The Ombudsman is to probe government failure to act on abandoned vehicles illegally occupying government land, 14 years since the last successful prosecution of an abandoned vehicle case.
“For years, the government departments concerned had neither removed the abandoned vehicles promptly nor taken enforcement action and effective measures proactively to deter such behaviour, thereby allowing the problem to persist,” said Ombudsman Winnie Chiu, announcing the investigation which will focus on the roles of Transport Department (TD) and Lands Department (LandsD).
“This longstanding issue has raised doubts about the adequacy and effectiveness of the related government strategies and measures,” said Chiu, pointing out the last successful prosecution for abandoning a vehicle had been in 2007.

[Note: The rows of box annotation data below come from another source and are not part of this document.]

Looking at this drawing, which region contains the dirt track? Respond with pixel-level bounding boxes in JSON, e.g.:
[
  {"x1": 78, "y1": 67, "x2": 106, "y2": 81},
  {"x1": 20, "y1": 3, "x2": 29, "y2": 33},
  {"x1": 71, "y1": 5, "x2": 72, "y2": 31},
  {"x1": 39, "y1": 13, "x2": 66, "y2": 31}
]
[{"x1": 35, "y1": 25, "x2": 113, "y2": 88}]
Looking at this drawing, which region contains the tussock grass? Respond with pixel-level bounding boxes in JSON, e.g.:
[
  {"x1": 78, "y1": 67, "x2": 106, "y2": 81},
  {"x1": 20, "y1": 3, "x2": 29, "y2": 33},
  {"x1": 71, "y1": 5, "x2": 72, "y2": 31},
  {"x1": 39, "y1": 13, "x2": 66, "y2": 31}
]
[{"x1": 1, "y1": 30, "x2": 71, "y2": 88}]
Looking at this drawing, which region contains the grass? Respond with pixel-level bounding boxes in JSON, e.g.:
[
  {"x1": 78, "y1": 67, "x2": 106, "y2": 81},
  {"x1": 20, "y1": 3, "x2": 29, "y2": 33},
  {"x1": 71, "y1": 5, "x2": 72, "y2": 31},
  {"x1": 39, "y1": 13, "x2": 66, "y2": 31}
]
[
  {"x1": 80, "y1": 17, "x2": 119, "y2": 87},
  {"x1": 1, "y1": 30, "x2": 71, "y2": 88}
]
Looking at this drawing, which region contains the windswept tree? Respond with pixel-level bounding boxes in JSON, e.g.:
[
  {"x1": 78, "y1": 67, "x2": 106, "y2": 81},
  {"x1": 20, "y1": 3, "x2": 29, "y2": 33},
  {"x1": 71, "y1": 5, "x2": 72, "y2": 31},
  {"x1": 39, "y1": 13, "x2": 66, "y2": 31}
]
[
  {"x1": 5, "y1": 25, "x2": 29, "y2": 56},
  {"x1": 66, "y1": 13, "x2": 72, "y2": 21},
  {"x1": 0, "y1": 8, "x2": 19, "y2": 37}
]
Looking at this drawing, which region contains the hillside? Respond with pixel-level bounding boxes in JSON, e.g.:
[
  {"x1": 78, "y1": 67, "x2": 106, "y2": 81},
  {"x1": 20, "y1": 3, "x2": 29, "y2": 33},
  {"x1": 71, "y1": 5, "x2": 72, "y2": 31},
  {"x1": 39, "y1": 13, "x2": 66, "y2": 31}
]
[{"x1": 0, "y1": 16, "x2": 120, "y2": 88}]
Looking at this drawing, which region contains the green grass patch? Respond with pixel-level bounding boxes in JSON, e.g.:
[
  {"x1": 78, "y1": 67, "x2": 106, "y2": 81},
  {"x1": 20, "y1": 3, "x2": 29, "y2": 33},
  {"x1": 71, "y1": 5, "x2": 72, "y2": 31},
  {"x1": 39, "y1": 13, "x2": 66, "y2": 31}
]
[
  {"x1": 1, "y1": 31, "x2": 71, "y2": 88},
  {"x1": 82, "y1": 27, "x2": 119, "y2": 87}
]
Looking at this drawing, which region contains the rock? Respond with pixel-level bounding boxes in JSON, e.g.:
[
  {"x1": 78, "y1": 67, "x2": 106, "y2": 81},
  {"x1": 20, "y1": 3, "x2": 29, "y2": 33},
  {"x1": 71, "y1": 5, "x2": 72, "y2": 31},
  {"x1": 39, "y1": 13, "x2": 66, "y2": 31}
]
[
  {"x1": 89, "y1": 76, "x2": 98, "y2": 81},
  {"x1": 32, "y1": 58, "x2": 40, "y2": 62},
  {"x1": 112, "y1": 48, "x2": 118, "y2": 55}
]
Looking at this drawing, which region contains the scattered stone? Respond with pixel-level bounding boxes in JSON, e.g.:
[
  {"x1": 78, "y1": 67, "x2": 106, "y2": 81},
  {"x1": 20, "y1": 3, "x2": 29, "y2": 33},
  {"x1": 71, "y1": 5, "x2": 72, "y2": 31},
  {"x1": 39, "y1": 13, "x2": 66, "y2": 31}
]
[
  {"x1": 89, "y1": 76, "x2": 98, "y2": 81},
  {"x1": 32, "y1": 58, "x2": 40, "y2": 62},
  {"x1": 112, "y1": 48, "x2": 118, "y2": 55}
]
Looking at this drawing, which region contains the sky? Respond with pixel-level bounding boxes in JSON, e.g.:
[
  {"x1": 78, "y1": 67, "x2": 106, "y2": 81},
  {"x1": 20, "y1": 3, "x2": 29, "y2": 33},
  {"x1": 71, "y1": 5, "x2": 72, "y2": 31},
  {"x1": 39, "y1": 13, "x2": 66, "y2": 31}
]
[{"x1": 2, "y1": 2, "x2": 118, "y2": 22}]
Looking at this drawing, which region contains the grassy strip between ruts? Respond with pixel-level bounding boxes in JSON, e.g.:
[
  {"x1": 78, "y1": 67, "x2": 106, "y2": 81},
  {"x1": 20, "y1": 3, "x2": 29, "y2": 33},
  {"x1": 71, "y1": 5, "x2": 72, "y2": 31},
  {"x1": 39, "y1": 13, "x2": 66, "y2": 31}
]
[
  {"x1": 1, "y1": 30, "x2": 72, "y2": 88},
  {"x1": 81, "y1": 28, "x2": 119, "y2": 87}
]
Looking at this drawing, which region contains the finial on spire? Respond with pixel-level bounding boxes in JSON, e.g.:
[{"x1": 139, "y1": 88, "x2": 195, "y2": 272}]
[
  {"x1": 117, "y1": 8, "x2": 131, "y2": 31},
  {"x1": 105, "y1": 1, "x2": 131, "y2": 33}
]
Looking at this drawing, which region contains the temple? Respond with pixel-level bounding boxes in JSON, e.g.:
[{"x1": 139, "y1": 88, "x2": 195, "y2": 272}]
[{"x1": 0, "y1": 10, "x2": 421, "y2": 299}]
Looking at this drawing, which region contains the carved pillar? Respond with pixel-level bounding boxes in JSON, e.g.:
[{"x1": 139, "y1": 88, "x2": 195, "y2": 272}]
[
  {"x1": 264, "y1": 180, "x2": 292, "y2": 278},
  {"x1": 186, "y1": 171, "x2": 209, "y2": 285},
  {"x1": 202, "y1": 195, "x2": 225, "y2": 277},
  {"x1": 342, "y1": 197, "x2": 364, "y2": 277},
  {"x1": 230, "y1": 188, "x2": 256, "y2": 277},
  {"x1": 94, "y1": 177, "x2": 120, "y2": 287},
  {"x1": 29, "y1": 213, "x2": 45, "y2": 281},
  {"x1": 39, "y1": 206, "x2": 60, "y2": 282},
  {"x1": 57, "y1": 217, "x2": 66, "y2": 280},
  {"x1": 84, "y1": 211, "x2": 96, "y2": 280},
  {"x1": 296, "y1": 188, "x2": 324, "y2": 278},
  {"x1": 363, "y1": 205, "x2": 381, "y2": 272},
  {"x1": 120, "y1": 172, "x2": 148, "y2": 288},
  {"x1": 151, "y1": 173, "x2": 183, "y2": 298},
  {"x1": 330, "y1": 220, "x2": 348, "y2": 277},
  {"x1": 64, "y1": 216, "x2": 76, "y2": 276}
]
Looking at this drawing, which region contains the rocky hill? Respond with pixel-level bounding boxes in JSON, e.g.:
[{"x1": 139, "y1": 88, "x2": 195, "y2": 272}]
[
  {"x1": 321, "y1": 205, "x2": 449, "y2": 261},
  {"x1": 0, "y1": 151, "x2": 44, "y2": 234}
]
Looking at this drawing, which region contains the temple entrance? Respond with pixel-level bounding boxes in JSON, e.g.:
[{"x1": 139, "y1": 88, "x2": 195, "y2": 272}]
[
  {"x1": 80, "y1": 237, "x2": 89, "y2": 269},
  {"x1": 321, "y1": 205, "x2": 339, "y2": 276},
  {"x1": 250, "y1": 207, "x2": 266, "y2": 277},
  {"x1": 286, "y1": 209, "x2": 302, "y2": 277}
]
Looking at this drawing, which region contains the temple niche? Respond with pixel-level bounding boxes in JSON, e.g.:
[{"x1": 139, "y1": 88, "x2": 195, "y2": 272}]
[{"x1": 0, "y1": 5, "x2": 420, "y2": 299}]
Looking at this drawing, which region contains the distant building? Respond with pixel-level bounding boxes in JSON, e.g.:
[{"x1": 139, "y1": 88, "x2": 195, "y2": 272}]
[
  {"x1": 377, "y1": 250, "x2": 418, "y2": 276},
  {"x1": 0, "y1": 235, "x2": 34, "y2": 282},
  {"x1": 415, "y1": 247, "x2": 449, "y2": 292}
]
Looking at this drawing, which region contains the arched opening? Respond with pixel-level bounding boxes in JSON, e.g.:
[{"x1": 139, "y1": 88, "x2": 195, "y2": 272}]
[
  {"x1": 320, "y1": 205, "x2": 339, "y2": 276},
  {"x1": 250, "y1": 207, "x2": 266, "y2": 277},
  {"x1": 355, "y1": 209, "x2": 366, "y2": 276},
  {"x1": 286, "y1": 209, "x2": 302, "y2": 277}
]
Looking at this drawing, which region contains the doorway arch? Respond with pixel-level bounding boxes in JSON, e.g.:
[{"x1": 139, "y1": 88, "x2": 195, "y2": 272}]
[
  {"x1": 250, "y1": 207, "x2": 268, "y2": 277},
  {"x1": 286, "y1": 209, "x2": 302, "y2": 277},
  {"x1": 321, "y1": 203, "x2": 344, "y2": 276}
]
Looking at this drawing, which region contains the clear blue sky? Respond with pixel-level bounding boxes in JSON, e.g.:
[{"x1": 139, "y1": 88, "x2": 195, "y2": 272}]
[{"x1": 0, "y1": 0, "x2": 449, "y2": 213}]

While both TD and LandsD have the power to demand removal of a vehicle by a specified date, and to prosecute the owner, Chiu said preliminary investigation found the departments to be ineffectual.
“For cases involving abandoned vehicles on government land, LandsD often encounters difficulties in tracing the occupier or obtaining sufficient evidence to bring about prosecution even though the information on the last registered owner is available,” she says.
The police disbanded their own tow truck unit after a 2000 Audit Commission report recommended the money could be better spent by hiring tow trucks as needed. Police had argued that illegally dumped vehicles were “waste” rather than vehicles, and should fall under the purview of other departments.
A senior retired police officer told Transit Jam the force had effectively given up towing vehicles. “It can take years to get a vehicle removed if it’s not actually blocking a road,” he said.